Zero Downtime Deployment - Transitional Db Schema

Question

Achieving Zero Downtime Deployment touched on the same issue but I need some advice on a strategy that I am considering.

Context

A web-based application with Apache/PHP for server-side processing and MySQL DB/filesystem for persistence.

We are currently building the infrastructure. All networking hardware will have redundancy and all main network cables will be used in bonded pairs for fault-tolerance. Servers are being configured as high-availability pairs for hardware fault-tolerance and will be load-balanced for both virtual-machine fault-tolerance and general performance.

It is my intent that we are able to apply updates to the application without any down-time. I have taken great pains when designing the infrastructure to ensure that I can provide 100% up-time; it would be extremely disappointing to then have 10-15 minutes downtime every time an update was applied. This is particularly significant as we intend to have a very rapid release cycle (sometimes it may reach one or more releases per day.

Network Topology

This is a summary of the network:

                      Load Balancer
             |----------------------------|
              /       /         \       \  
             /       /           \       \ 
 | Web Server |  DB Server | Web Server |  DB Server |
 |-------------------------|-------------------------|
 |   Host-1   |   Host-2   |   Host-1   |   Host-2   |
 |-------------------------|-------------------------|
            Node A        \ /        Node B
              |            /            |
              |           / \           |
   |---------------------|   |---------------------|
           Switch 1                  Switch 2
    
   And onward to VRRP enabled routers and the internet

Note: DB servers use master-master replication

Suggested Strategy

To achieve this, I am currently thinking of breaking the DB schema upgrade scripts into two parts. The upgrade would look like this:

Web-Server on node A is taken off-line; traffic continues to be processed by web-server on node B.
Transitional Schema changes are applied to DB servers
Web-Server A code-base is updated, caches are cleared, and any other upgrade actions are taken.
Web-Server A is brought online and web-server B is taken offline.
Web-server B code-base is updated, caches are cleared, and any other upgrade actions are taken.
Web-server B is brought online.
Final Schema changes are applied to DB

'Transitional Schema' would be designed to establish a cross-version compatible DB. This would mostly make use of table views that simulate the old version schema whilst the table itself would be altered to the new schema. This allows the old version to interact with the DB as normal. The table names would include schema version numbers to ensure that there won't be any confusion about which table to write to.

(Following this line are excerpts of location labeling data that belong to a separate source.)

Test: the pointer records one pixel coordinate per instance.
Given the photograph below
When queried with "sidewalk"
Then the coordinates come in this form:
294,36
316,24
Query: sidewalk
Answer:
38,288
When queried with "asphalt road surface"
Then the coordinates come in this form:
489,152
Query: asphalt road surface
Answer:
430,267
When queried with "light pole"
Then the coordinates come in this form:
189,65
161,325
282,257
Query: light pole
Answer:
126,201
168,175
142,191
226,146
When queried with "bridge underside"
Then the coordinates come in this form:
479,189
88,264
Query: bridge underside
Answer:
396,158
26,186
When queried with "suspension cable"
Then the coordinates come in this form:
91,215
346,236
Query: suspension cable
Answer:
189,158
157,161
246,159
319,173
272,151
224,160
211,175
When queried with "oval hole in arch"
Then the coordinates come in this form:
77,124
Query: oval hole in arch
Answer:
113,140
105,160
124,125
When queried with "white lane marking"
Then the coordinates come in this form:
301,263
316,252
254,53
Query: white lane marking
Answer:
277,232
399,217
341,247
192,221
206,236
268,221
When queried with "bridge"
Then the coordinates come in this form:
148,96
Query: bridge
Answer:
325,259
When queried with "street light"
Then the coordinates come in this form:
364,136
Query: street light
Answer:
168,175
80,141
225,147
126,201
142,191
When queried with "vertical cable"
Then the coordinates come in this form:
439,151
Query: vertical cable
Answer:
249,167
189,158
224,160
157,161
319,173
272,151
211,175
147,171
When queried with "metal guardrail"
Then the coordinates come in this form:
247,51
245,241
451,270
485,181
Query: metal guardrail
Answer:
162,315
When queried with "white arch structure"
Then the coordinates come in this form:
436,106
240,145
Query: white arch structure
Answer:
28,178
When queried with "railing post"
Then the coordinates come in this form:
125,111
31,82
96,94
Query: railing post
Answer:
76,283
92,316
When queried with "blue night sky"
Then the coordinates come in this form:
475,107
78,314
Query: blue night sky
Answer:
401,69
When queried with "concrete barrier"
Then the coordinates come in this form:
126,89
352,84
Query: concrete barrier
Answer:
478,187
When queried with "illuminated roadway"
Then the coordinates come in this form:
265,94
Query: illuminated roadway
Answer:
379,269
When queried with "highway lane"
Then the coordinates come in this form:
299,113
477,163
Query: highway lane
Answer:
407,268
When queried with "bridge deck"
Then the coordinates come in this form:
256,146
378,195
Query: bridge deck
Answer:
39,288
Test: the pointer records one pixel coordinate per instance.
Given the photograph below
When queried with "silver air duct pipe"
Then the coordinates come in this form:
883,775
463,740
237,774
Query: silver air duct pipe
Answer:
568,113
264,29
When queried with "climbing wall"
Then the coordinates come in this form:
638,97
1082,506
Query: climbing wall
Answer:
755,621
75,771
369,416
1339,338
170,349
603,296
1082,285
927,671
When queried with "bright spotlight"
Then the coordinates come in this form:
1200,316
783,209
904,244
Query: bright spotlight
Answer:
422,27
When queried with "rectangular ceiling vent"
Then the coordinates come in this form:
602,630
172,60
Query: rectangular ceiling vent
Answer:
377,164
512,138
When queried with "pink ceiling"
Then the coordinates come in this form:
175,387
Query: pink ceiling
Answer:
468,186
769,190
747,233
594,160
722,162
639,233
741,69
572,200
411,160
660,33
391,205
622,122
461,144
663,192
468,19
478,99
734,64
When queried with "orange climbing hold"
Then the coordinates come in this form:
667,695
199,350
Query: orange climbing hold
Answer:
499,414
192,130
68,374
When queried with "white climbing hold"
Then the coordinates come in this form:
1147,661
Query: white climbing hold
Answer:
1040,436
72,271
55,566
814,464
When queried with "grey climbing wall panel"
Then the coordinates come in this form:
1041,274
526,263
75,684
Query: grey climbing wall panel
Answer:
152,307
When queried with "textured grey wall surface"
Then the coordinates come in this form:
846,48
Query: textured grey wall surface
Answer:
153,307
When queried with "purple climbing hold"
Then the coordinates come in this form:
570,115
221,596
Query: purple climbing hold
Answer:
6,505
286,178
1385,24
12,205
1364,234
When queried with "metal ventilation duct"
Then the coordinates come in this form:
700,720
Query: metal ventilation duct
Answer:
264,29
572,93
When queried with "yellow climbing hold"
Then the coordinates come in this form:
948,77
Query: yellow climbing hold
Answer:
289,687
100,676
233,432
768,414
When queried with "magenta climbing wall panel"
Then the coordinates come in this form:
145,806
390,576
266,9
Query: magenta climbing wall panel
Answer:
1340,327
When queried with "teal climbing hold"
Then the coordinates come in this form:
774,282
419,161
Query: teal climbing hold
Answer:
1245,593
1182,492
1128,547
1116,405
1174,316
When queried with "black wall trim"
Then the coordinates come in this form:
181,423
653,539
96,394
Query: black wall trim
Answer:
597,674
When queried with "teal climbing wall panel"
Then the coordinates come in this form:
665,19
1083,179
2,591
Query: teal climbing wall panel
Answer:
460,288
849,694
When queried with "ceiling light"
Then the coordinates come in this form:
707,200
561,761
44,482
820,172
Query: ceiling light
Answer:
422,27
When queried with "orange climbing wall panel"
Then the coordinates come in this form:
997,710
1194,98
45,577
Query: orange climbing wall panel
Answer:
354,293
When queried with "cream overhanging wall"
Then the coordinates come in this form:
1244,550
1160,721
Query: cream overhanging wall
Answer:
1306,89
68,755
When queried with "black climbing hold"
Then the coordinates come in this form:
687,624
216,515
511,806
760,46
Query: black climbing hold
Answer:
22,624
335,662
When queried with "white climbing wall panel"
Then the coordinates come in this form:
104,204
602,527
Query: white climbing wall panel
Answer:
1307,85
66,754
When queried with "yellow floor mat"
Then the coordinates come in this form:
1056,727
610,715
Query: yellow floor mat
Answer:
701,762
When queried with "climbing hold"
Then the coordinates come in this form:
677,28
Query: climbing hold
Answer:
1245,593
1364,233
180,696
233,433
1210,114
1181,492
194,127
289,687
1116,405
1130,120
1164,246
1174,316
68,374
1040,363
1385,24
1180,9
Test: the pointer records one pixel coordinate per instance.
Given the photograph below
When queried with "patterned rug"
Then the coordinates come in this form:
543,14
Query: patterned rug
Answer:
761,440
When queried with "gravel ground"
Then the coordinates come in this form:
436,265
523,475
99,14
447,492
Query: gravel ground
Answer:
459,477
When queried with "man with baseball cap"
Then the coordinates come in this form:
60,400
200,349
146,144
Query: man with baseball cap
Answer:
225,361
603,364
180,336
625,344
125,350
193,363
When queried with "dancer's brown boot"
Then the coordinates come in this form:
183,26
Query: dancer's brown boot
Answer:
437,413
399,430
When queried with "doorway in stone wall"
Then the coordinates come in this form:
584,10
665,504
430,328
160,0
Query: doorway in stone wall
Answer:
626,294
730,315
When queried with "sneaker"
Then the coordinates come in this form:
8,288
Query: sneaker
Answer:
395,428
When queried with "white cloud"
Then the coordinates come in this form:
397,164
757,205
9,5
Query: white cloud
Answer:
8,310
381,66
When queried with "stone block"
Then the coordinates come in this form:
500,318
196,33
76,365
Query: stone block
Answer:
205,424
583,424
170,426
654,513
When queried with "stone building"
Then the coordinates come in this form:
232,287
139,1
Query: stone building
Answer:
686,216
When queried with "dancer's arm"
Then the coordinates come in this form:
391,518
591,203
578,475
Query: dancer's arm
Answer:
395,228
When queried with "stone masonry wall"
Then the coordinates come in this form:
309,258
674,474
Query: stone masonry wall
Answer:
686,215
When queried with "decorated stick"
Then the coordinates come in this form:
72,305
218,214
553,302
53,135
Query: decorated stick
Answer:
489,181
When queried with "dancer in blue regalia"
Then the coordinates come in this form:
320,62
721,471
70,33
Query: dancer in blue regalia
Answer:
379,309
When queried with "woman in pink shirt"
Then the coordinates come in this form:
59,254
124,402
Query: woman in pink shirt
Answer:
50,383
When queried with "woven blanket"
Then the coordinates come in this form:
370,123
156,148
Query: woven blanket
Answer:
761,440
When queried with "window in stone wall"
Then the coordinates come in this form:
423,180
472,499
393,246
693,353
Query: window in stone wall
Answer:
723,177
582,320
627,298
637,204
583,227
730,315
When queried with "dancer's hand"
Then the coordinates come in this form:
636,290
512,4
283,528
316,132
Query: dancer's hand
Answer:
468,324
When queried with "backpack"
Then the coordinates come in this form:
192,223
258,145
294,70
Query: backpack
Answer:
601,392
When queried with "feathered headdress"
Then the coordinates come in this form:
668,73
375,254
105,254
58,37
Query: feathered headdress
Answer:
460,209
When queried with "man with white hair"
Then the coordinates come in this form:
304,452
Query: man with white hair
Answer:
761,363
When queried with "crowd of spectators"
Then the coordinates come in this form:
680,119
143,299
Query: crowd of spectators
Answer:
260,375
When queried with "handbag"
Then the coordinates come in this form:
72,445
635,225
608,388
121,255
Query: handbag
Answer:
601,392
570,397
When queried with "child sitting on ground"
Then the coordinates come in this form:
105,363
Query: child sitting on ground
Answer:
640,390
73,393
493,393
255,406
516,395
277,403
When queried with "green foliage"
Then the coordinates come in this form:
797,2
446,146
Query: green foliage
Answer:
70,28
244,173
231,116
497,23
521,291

'Final Schema' would remove the backwards compatibility and tidy the schema.

Question

In short, will this work?

more specifically:

Will there be problems due to the potential for concurrent writes at the specific point of the transitional schema change? Is there a way to make sure that the group of queries that modify the table and create the backwards-compatible view are executed consecutively? i.e. with any other queries being held in buffer until the schema changes are completed, which will generally only be milliseconds.
Are there simpler methods that provide this degree of stability whilst also allowing updates without down-time? It is also preferred to avoid the 'evolutionary' schema strategy as I do not wish to become locked into backwards schema compatibility.

score 4 · Accepted Answer · answered Jan 27 '16 at 18:47

It sounds like what you are really looking for is not so much High Availability as you would need Continuous Availability.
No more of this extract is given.